CMS Missing the Mark on Bundled Payments, Experts Say

Marcia Frellick

April 10, 2018

Quality measures for bundled healthcare payments do not measure what patients value most and fail to encourage more appropriate care, say authors of a new article published online April 9 in the Annals of Internal Medicine.

Peter J. Pronovost, MD, PhD, from UnitedHealthcare in Minnetonka, Minnesota, and colleagues outline what they say needs to change with evaluating these payments that set a fixed amount for the total cost of care in a defined period surrounding a procedure.

At this time, measures for bundled payments look at cost, use of care, and short-term complications, such as 30-day readmissions, the authors explain. What the measures do not consider are whether a particular treatment or procedure is the most appropriate option or whether it will improve the patient's long-term health.

They also do not take into account diagnostic accuracy, the authors say, adding that it is now possible to measure diagnostic harm with better understanding of how to use large administrative data sets.

Most payment systems measure health status by the number of in-hospital complications. The Centers for Medicare & Medicaid Services (CMS) limits quality measurement for bundled payments to 90 days after a procedure.

But what is really important to patients is whether they can reach personal goals, the authors say. In the case of a sinus infection, that might mean fewer missed days of work.

Framework Should Ask Three Questions

The authors propose a measurement framework that answers three questions: "First, was the treatment appropriate? Second, did the patient's health improve? Finally, what did the treatment cost?"

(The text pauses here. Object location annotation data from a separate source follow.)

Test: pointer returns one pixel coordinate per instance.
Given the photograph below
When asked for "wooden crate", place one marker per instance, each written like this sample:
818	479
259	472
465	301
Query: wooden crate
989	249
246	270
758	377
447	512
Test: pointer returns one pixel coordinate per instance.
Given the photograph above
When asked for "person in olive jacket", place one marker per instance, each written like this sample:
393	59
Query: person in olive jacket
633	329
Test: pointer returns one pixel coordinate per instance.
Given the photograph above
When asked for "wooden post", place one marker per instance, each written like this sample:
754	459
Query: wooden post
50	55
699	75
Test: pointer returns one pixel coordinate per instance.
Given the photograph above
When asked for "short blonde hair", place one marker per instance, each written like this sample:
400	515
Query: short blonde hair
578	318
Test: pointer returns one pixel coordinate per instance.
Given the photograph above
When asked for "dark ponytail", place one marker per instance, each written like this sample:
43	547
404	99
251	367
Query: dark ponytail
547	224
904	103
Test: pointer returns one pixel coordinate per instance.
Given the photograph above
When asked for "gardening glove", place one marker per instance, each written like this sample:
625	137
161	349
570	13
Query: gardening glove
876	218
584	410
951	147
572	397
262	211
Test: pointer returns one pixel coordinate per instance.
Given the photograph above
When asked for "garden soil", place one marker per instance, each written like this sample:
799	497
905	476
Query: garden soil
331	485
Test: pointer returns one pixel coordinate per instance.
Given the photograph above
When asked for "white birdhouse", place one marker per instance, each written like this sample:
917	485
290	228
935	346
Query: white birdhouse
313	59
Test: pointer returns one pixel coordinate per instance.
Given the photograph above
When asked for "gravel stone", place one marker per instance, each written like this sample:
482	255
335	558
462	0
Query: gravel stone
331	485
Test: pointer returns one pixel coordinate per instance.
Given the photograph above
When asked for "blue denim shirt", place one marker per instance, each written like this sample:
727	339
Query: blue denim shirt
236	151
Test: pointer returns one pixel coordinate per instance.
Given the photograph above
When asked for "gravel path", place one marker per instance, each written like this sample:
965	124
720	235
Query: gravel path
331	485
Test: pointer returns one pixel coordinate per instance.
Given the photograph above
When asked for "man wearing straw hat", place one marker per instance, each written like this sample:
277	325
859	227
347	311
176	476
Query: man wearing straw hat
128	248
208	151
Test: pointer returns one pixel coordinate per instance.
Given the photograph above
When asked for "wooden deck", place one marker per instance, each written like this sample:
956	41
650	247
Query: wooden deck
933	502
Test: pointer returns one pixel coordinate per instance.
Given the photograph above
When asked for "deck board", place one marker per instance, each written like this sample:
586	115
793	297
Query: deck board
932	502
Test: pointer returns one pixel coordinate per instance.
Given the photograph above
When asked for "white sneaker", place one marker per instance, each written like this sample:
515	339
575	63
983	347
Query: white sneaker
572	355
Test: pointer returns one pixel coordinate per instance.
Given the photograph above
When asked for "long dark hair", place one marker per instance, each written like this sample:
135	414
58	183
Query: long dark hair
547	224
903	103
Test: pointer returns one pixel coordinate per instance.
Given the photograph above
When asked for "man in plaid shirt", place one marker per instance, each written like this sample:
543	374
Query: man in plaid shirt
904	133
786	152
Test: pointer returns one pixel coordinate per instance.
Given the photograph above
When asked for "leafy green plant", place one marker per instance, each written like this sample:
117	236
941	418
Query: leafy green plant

They apply that structure to the CMS comprehensive care bundle for total knee replacement as an example. The authors would add appropriateness of joint replacement criteria to determine whether the surgery is necessary. Measurement of disability could be gleaned from the change in score from baseline to 1 year, using the knee injury and osteoarthritis outcome score. Costs could be determined by adding patient-reported out-of-pocket spending and time off work to the Medicare costs.

The authors say it is important to measure value as health benefit per dollar spent, and they add that it is important to consider who is paying what. Patients pay direct costs and indirect costs, such as time off work. Providers also incur costs when patients do not pay their bills.

Better measures are important, as bundled payments, part of the Merit-based Incentive Payment System, are becoming more common. The authors note that in 2016, about 29% of all reimbursements in the United States, including commercial payers' reimbursements, used alternative payment structures, including bundled payments.

The authors acknowledge that the framework they are proposing will require more efficient data collection and advancement in the science of measurements.

"[W]e think that the investments necessary to develop and implement these 'measures that matter' will be worthwhile because they will drive high-value innovations in diagnosis and therapy," they conclude.

One coauthor reports grants from the National Institutes of Health and the Agency for Healthcare Research and Quality during the study; grants from the National Institutes of Health, the Agency for Healthcare Research and Quality, the Society to Improve Diagnosis in Medicine, and other foundations; nonfinancial support from GN Otometrics and Interacoustics; and personal fees from law firms and multiple academic institutions outside the submitted work; and a diagnostic error career focus (academic conflict of interest). Another coauthor reports grants from the Patient-Centered Outcomes Research Institute, the Agency for Healthcare Research and Quality, CMS, the Greenwall Foundation, and AIG; and personal fees from GSK, ViiV, and Gilead outside the submitted work.